Nonna’s Pizzeria and Wine Bar, located at 4427 Murphy Road, serves lunch and dinner daily. The phone number is 678-5232.
• Another recent restaurant arrival is Sushi Train on White Bridge Road. After months of renovation, the former Chef Yang’s buffet has been reborn as a sushi restaurant with a novel feature made popular in Japan: a conveyor belt circulates the dining room, allowing diners to grab their own dishes as the selection rolls by.

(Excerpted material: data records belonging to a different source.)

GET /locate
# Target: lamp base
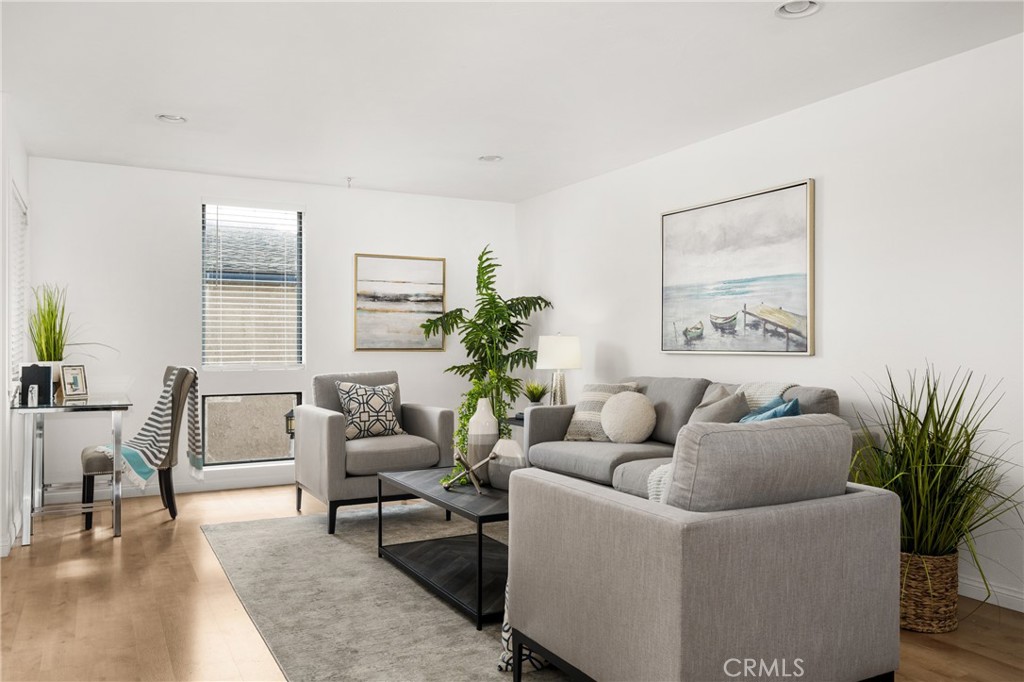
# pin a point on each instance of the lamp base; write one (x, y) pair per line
(558, 387)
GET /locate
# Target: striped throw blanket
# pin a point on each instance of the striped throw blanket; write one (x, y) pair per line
(144, 453)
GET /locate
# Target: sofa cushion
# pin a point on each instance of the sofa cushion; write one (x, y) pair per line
(632, 477)
(586, 422)
(593, 461)
(370, 410)
(628, 417)
(367, 457)
(814, 400)
(735, 466)
(760, 393)
(674, 400)
(720, 407)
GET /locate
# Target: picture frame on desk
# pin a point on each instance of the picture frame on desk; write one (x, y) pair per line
(73, 381)
(40, 376)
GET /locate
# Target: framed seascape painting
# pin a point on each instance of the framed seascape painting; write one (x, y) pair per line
(737, 275)
(393, 296)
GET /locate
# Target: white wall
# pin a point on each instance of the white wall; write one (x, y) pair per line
(919, 251)
(13, 178)
(127, 244)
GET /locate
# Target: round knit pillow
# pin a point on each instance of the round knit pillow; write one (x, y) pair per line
(628, 417)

Sushi comes in the typical packages, maki (sushi rolls) or nigiri, some ingredients cooked and some raw. There’s also a menu of Japanese-style entrees like teriyaki and tempura, and noodle dishes. Yang’s buffet is gone, but there is still a menu of typical Chinese-American favorites, like kung pao chicken, mu shu beef, etc.
And finally, diners can get entrees cooked up hibachi-style on a grill. But sure to grab the most attention is that sushi conveyor belt. Sushi Train is located at 94 White Bridge Road. The phone number is 353-8000.
• If you’ve dropped by the venerable Loews Vanderbilt Hotel on West End recently, you probably noticed that work is under way on a complete renovation of the hotel’s restaurant.
The new name is Mason’s, partially in homage to the fondly regarded Mason jar of Southern tradition.
What’s the food going to be like? Here’s how the company described Mason’s: “a Southern brasserie-style restaurant combining traditional Southern dishes with classical French techniques to create a uniquely local dining experience.”
In addition, “Mason Bar, a rustic, public house-style bar featuring a Mason jar chandelier and nine-screen media wall, will offer live music and an extensive selection of beers, wines and spirits, some served straight from a Mason jar.”
Mason’s is expected to open in May. Meanwhile, the hotel has temporary alternate quarters serving food and beverages.